Kenaikan Harga Signifikan: Dari Rp 1,39 Juta ke Rp 1,78 Juta
Jika kita menelusuri data historis, pada tanggal 7 Agustus 2024, harga beli kembali (buyback) emas Antam berada di kisaran Rp 1.399.000 per gram. Hari ini, tepat satu tahun kemudian pada 7 Agustus 2025, harga buyback melonjak menjadi Rp 1.789.000 per gram. Artinya, dalam kurun waktu 12 bulan, terjadi peningkatan harga sebesar Rp 390.000 per gram atau setara dengan 27,88%.
Bagi investor yang membeli emas satu tahun lalu dan memilih untuk menjualnya hari ini, mereka berpotensi meraih keuntungan hampir 28% tanpa harus melakukan aktivitas trading intensif seperti di saham atau kripto. Ini menegaskan bahwa emas tetap menjadi aset ideal bagi mereka yang mengutamakan keamanan dan pertumbuhan nilai dalam jangka menengah hingga panjang.
Faktor-Faktor yang Mendorong Kenaikan Harga Emas
Kenaikan harga emas dalam setahun terakhir tidak terjadi secara tiba-tiba. Beberapa faktor global dan domestik ikut mendorong pergerakan harga logam mulia ini, antara lain:
-
Ketidakpastian Ekonomi Global
Konflik geopolitik, seperti ketegangan antara negara besar, dan kekhawatiran resesi global membuat banyak investor mencari aset yang lebih aman, termasuk emas. -
Kebijakan Suku Bunga
Kebijakan bank sentral seperti Federal Reserve (The Fed) yang menahan atau menurunkan suku bunga acuan membuat dolar AS melemah, dan ini berdampak positif terhadap harga emas secara global. -
Inflasi yang Masih Tinggi
Meskipun inflasi global mulai melandai, angka inflasi tetap tinggi di beberapa negara, termasuk Indonesia. Hal ini membuat investor memilih emas sebagai pelindung nilai (store of value). -
Minat Investasi Ritel Meningkat
Di Indonesia sendiri, kesadaran masyarakat terhadap pentingnya investasi terus tumbuh. Emas menjadi salah satu pilihan populer karena mudah diakses dan dipahami, termasuk lewat platform digital seperti Tokopedia Emas, Pegadaian Digital, maupun aplikasi fintech lainnya.

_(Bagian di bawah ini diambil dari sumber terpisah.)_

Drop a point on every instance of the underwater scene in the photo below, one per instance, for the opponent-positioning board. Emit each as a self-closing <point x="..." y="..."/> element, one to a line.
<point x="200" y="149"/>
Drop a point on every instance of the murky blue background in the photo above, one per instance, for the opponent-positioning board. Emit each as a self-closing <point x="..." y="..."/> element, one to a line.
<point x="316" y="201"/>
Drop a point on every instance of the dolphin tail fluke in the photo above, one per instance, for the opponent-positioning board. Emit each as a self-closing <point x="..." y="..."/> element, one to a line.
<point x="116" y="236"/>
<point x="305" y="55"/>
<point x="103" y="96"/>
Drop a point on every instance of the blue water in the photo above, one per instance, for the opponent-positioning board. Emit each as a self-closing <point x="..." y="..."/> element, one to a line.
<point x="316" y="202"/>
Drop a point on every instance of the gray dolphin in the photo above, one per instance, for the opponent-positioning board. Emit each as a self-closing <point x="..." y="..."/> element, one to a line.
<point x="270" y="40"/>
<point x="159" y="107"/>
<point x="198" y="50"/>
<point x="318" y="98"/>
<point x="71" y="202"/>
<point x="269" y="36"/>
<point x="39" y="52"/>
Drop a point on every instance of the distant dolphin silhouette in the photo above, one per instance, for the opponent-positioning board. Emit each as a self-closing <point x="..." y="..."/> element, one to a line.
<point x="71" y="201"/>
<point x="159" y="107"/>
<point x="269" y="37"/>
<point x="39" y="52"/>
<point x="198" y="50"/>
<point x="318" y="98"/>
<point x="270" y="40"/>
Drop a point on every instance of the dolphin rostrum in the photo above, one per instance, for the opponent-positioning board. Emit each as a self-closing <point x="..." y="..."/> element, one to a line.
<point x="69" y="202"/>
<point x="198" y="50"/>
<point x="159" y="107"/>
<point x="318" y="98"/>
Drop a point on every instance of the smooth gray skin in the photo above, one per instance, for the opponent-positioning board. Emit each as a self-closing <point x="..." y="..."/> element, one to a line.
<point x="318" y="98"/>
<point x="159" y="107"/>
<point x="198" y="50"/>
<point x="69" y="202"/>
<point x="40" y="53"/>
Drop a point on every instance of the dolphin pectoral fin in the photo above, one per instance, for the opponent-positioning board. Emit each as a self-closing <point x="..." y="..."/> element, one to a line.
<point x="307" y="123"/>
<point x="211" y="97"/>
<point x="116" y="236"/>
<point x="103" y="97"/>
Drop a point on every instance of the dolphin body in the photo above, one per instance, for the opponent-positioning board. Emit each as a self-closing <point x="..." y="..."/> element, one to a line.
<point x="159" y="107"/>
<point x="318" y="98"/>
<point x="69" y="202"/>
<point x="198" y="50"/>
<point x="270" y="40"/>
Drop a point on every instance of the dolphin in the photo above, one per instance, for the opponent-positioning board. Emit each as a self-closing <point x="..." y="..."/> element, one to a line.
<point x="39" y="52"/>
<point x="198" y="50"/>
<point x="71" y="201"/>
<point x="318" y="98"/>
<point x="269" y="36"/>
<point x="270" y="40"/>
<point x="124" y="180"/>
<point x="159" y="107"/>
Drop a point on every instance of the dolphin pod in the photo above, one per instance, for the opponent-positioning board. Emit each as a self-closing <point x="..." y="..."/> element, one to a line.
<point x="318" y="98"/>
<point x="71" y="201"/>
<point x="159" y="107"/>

Simulasi Keuntungan: Emas Sebagai Aset Menjanjikan
Bayangkan jika seorang investor membeli 10 gram emas Antam pada Agustus 2024 seharga Rp 13.990.000 (10 x Rp 1.399.000). Saat ini, jika dijual dengan harga buyback Rp 1.789.000 per gram, maka ia akan memperoleh Rp 17.890.000. Artinya, keuntungan bersih yang bisa diraih adalah Rp 3.900.000, atau setara dengan 27,88% dari nilai awal investasi. Ini belum termasuk jika investor membeli dalam denominasi lebih besar yang biasanya memiliki harga per gram lebih rendah (lebih ekonomis).
Kesimpulan: Emas Masih Jadi Primadona
Dengan performa yang solid dan minim risiko, emas Antam terbukti menjadi instrumen investasi yang menjanjikan dalam 12 bulan terakhir. Bagi masyarakat yang mencari instrumen konservatif namun tetap menguntungkan, emas layak untuk terus dipertimbangkan.
Namun seperti investasi lainnya, penting bagi calon investor untuk tetap memperhatikan waktu beli, tujuan investasi, dan pergerakan harga pasar agar bisa memaksimalkan potensi keuntungan.